Author Topic: ARM Cortex series simulator  (Read 5614 times)

0 Members and 1 Guest are viewing this topic.

Online hansTopic starter

  • Super Contributor
  • ***
  • Posts: 1626
  • Country: nl
ARM Cortex series simulator
« on: May 13, 2018, 08:25:31 am »
I'm doing some experiments with continuous integration for embedded firmware, and aside from maintaining functional quality (unit tests), I'd also like to keep track of some other figure of merits that give indications of performance, like code size, RAM utilization and execution time.

I've written a small script that extracts all the unit tests from my libraries and builds them automatically using GCC, and given a baseline figure for the system (that includes overhead from vector tables), it can calculate the code size for a particular test (i.e. the usage of a particular library function or combinations of..)

Cross compilation from here on is a trivial step, the question is to which platform. At this moment I'm doing so for ARM Cortex m3 processors using some STM32 linker file, since CPU's like ARM cortex m0, m3 and m4 are the ones I'll likely be targeting in my projects. Unfortunately, I've not been able to find a cycle accurate simulator for these CPUs that I could drive using the command line automatically.
The bare basics is, I'm looking for a simulator that I can give a HEX/ELF/BIN/assembly program to execute, and it has some performance counter (e.g. a timer or stopwatch) to measure speed. Some mechanism to stop the simulation within the program would be nice.

I think I'm looking for a piece of software similar to simavr. I've used it in a course before, and I believe it's able to execute code on an AVR, and then output .VCD files which can be opened using GTKwave. I think, haven't looked yet, it would be rather trivial to automatically extract the timing info from such a log.

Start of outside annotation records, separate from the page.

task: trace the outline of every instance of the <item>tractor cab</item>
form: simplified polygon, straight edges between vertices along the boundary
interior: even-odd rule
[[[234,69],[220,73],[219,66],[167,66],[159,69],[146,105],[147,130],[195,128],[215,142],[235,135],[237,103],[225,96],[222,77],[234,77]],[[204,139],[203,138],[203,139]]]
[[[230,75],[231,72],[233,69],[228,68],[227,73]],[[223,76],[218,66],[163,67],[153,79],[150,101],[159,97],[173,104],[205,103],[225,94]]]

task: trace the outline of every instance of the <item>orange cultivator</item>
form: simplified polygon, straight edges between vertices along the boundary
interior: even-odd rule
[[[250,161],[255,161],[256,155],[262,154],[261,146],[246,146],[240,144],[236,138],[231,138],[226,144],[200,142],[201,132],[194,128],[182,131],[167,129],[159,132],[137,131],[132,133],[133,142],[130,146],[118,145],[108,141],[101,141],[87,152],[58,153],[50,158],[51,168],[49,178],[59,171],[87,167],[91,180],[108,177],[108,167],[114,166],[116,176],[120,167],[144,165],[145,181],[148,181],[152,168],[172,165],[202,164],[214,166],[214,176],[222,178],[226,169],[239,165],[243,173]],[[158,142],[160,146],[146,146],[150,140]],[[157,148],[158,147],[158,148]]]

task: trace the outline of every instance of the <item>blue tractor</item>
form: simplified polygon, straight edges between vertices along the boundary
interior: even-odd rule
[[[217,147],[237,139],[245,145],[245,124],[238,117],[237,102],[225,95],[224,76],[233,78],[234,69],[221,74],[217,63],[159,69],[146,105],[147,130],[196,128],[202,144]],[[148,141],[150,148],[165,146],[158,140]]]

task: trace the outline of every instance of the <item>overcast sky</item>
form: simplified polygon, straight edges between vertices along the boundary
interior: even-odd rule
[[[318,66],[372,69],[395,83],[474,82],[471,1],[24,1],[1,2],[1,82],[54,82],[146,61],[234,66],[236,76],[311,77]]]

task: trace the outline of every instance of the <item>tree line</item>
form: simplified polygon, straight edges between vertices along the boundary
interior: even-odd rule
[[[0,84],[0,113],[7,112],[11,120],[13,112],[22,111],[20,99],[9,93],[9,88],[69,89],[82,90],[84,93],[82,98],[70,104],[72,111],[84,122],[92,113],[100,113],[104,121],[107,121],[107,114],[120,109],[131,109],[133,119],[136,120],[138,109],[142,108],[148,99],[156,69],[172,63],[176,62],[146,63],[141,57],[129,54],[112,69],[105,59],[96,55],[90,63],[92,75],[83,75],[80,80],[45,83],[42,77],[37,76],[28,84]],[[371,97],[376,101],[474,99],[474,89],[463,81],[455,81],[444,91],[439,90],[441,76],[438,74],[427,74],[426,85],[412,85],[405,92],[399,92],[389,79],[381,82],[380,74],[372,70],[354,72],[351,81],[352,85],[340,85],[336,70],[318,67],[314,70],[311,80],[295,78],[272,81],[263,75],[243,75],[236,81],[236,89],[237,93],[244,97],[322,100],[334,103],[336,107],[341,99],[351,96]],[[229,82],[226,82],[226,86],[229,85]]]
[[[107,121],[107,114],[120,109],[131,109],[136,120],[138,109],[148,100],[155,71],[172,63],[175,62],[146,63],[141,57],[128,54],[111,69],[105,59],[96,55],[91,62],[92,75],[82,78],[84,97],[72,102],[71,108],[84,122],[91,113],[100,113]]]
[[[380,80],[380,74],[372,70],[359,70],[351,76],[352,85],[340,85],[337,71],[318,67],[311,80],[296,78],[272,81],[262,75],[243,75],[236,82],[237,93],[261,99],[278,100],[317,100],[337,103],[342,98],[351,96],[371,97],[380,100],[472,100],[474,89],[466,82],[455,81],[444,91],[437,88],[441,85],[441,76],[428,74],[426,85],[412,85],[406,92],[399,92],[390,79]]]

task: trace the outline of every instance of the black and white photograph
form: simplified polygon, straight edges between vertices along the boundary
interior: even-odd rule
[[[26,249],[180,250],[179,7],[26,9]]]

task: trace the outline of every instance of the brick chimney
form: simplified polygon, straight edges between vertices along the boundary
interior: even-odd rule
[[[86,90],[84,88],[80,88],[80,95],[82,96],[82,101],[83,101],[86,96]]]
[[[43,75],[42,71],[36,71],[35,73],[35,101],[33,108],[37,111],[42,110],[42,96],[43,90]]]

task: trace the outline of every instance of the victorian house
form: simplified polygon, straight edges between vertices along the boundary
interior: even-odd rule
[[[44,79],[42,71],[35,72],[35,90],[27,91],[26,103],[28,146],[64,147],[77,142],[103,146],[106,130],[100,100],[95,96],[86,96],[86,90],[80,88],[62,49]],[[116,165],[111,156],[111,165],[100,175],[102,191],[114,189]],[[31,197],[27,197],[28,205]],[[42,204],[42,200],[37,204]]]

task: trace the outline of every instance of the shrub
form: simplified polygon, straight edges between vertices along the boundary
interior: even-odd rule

However, I rarely target AVRs, so I would like to stick to simulation on ARM CPU's. Does anyone know an (open source) simulator for ARM cortex m0, m3 or m4?
I've looked at QEMU, but it looks like it is providing an emulation which is not cycle accurate (rather achieves to be "fast")
I've yet to look into OVPworld, unfortunately their download page requires an account...

 

Offline jeremy

  • Super Contributor
  • ***
  • Posts: 1079
  • Country: au
Re: ARM Cortex series simulator
« Reply #1 on: May 13, 2018, 12:43:47 pm »
AFAIK nothing exists which is a solid simulator/emulator. It seems the device variations are too numerous and too complex to be worth it. You can get simulators for the core itself (see Keil), but none of the peripherals would be working.

This is something I have struggled with too.
 

Online hansTopic starter

  • Super Contributor
  • ***
  • Posts: 1626
  • Country: nl
Re: ARM Cortex series simulator
« Reply #2 on: May 13, 2018, 03:51:00 pm »
That's disappointing. I guess I will wait for my OVP activation and see what turns up. Preferably I'm don't want to implement an instruction set simulator for the whole Cortex m4 core.
I don't really need any peripherals. Just the core and perhaps a SysTick timer would be sufficient. Perhaps it is deemed to be rather useless if you don't have a peripheral subsystem to simulate though.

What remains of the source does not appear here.